While that in itself isn’t a problem, lack of mindful hygiene is.

"When you start licking your cat or dog or you start sharing utensils with your dog, you put yourself at risk for those things," notes Anthony J. Smith, a veterinarian who runs Rainbow Bridge Vet Services in Hercules, Calif. and co-founded International Association of Animal Hospice and Palliative Care.

“Those probably weren’t the best ideas from a human health perspective.”

So, should you avoid the much-need physical contact and comfort during pawspice care? Of course not!

However, it is important to keep in mind that in anytime that you’re caring for a pet who is in end-of-life, that good hand washing (don’t forget your arms!) is vital. It will protect you and your pets.

Remember, at that stage of their life, pets are susceptible to getting sick from what you bring to them, just the same.

Read more from the MSNBC article by clicking here.

Lorrie Shaw leads the pets section for Catch her daily dog walking and pet sitting adventures or email her directly.

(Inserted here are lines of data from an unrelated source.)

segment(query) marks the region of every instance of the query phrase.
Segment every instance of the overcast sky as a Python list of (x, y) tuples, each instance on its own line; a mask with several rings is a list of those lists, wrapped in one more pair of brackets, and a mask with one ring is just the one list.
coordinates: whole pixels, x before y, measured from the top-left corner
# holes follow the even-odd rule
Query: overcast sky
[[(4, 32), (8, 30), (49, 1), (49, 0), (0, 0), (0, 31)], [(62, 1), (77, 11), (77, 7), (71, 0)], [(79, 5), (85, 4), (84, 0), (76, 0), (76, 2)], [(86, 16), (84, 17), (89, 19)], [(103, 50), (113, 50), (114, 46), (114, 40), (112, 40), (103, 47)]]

Thu, Mar 8, 2012 : 4:49 p.m.

I am somewhat confused by this article. Does the fact that the pet is dying make the danger greater? Does that make the bacteria stronger, or increase in number? Or is it the fact that a suffering pet might garner greater cuddling, kissing and close contact than a healthy, bouncing, and active pet? If the latter, what of a new puppy? I'd wager a puppy or kitten gets more kisses, cuddles and invites under the covers than any other pet! Is that dangerous as well? If this bacteria is always present it will be there too, and the potential for scratches and licks will be even stronger. Granted good hygiene should be used in all cases of course. But in reality, I know little wounds on children heading off to school or on your way to the office may not always get the proper cleansing. And what of puppy/kitty licks directly on children's faces or in their mouth? You may tell kids not to let the puppy lick their face and instead encourage the kiss on their heads, but that too is a danger. Is that because the kitten will clean it's own face/head with it's saliva? What about dogs? I did read the original article and, as you can probably tell, I am a pet owner. I would be interested in knowing more about this subject. I also read the recent articles about cats, I believe a parasite responsible for toxoplasmosis, is being implicated in affecting human behavior!! Thank You


Sat, Mar 10, 2012 : 3:05 p.m.

Thanks Lorrie!!!

Lorrie Shaw

Sat, Mar 10, 2012 : 2:19 p.m.

LA: All great points! A lot of things come into play, I think in terms of this study. The increased physical contact, and our emotional level. I think in some ways that can make us less mindful about washing our hands. With puppies, I think that most people are ever-so-aware of the germ level because of their mouthing on things and our hands. With kittens, the playful biting and grooming, etc. With dying pets, not so much. I thought about the same things that you brought up as I wrote this. I think the problem is that we behave differently at various times of our pets lives. We may feel more emotionally connected to a dying pet - does that cloud our judgement when it comes to how careful we are about handwashing, etc.? I think so. Germs are germs are germs. And, as you pointed out, good hygiene should be used in all cases. Of course, those who are immuno-compromised, elderly, the very young as well as those who are pregnant need to take special care. Thanks for your comments!